但江曼姿不同,将军府世代功勋,府里最不缺的就是忠烈之辈,虎门之后自然无一人肯夹着尾巴做人。江府之人向来豪爽耿直,深受民众的敬仰,江曼姿出身在这种世家,是嫡女也是独女还是幺女,肆无忌惮惯了的,性子自然又骄又媚。
而宋汐韵,她在京城,行踏每步都要思量一番,丝毫没有在眉山时的洒脱,也就在府里和这些相熟的人前才能略略露一露本性,没想到曼姿姐姐都懂得。

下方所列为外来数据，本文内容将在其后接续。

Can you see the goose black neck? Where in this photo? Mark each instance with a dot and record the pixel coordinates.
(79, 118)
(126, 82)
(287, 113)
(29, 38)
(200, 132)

江曼姿遥望窗外明月道:“京中人都道宋家大小姐‘终温且惠,淑慎其身",可我只记得她与我谈起眉山时那眼底的放荡不羁和张扬肆意。”
宋汐韵目光热切地看着江曼姿那皎洁的侧颜,缓缓道:“茕茕白兔,东走西顾。衣不如新,人不如故。古人,诚不欺我!”
两人目光交接,倒像相识多年的老友重新认识一般。@精华书阁
江曼姿牵起她的手道:“此间太吵,我们出去静静。”
珍馐楼的小花园不大,但亭台假山水榭一样不少,这么多东西堆在一起显得富贵之余,雅致倒有些不足了。今晚月色如垠,园中又点了许多烛火,观景别有一番心得。宋汐韵和江曼姿走在花间小径里,凉风一吹,感觉神思都放松了许多。
飒飒秋日,这园中依旧有着勃勃生机。这边几排竹松傲然挺立带来一片盎然,那处各色的菊花争奇斗艳好一番热闹富贵景象,宋汐韵看了都不由得感叹一句:“濂溪先生要见了这片菊花,恐怕再也说不出‘菊,花之隐逸者也"这句话了。”
江曼姿捂着肚子“哈哈”笑了一番,道:“是了,周茂叔应该把这句话改成‘菊,花之隐逸富豪者也"!”
“对了,珍馐楼里食客如云,为何这后花园空无一人?”宋汐韵不免疑虑。
江曼姿笑的得意道:“那自然是因为我们江家包了今晚的园子!”
“包园子干嘛?”
“你等会儿就知道了。”江曼姿说的神秘,又道:“你先在这里等着,我想去如厕了,等会儿就过来!”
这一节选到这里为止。